Is it to make sure I fulfill my pacing schedule and rest? Do my relaxation exercises? If I have some energy, call a friend? Or do some advocacy work from my bedroom?
If any of that is the meaningful action I can do, then I focus on that. It has kept me from destructive patterns. If I, in the midst of feeling awful and struggling with letting go of negative thoughts, still do something meaningful, then I’m still on the right track and it may help my body and mind feel a little better tomorrow.
So these are my personal coping methods. I’m sure we all need to develop a different personal set.
A very important last note: I want to say that I’m one of those who believe that not every life situation can be relieved by coping skills or change of thought patterns. I think there are situations which are just beyond coping.
Many of the severely ill ME/CFS patients are dealing with such hellish circumstances, such intense pain and unbearable suffering that I cannot think of anything to say to them to help them cope.

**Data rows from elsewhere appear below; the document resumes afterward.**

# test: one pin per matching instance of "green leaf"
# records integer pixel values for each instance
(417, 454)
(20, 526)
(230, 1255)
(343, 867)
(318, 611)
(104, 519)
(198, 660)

Many of us are often not tolerating any sensory input, meaning that we are unable to divert our thoughts or have the loved ones visit; many are suffering from incurable pain 24 hours a day; many are completely bed bound; and some of us are so drug intolerant that it’s very hard to see how relief would ever reach us, even if a cure was found.
What I want to convey by this is that the suicides which will all know are common in ME/CFS, to me are not in any way evidence of poor coping skills. I think they are justified in these situations beyond coping. While speaking about coping techniques, I felt this was important to express, as my personal view.
I am in awe of the coping skills developed and implemented by thousands, millions of ME/CFS patients around the world every day. I have had great help from talking to other patients and from the blog posts by Cort and others, and I hope maybe some of you might find a little straw of help somewhere in this post – while we keep advocating to one day get proper medical help.